The increased STAT1 phosphorylation in CD45^RO/+ cells further indicates that CD45 isoform expression patterns affect not only cytokine production but also the response to cytokines. Here for the first time we show that an excess of the CD45R0 isoform preferentially induces TNFα and IFNγ production and a bias towards a Th1 response, indicating that the balance of isoforms affects both signaling for production of cytokines and the response to cytokines.

The most striking effect of altered CD45 isoforms expression is on the development of EAE. Both CD45^RABC/+ and CD45^RO/+ mice showed more rapid onset and increased severity of disease than CD45^+/+ mice, with the most severe disease occurring in CD45^RO/+ mice. TNFα and IFNγ have been shown to influence the severity of disease in this model in a complex manner. It is therefore not surprising that CD45^RO/+ mice, which have altered regulation of TNFα and IFNγ production, show the most severe disease.

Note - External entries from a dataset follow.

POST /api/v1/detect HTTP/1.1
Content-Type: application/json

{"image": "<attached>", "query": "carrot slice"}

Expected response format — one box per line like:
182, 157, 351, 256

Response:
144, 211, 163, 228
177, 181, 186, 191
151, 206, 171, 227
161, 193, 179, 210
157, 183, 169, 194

Here for the first time we have shown experimentally that altering the combination of CD45 isoforms dramatically affects immune function and disease severity in an autoimmune model. The data also show that the mechanism is an altered threshold for TCR signaling and altered cytokine production and response. This indicates that manipulating the patterns of CD45 expression or signaling pathways it modulates will be a useful therapeutic strategy. Mice with altered combinations of CD45 isoforms such as the CD45^RABC/+ or CD45^RO/+ transgenics described here, will provide models for future in depth studies of the underlying mechanisms.

EQUIVALENTS

Those skilled in the art will recognize, or be able to ascertain using no more than routine experimentation, many equivalents to the specific embodiments of the invention described herein. Such equivalents are intended to be encompassed by the following claims.

All references disclosed herein are incorporated by reference in their entirety.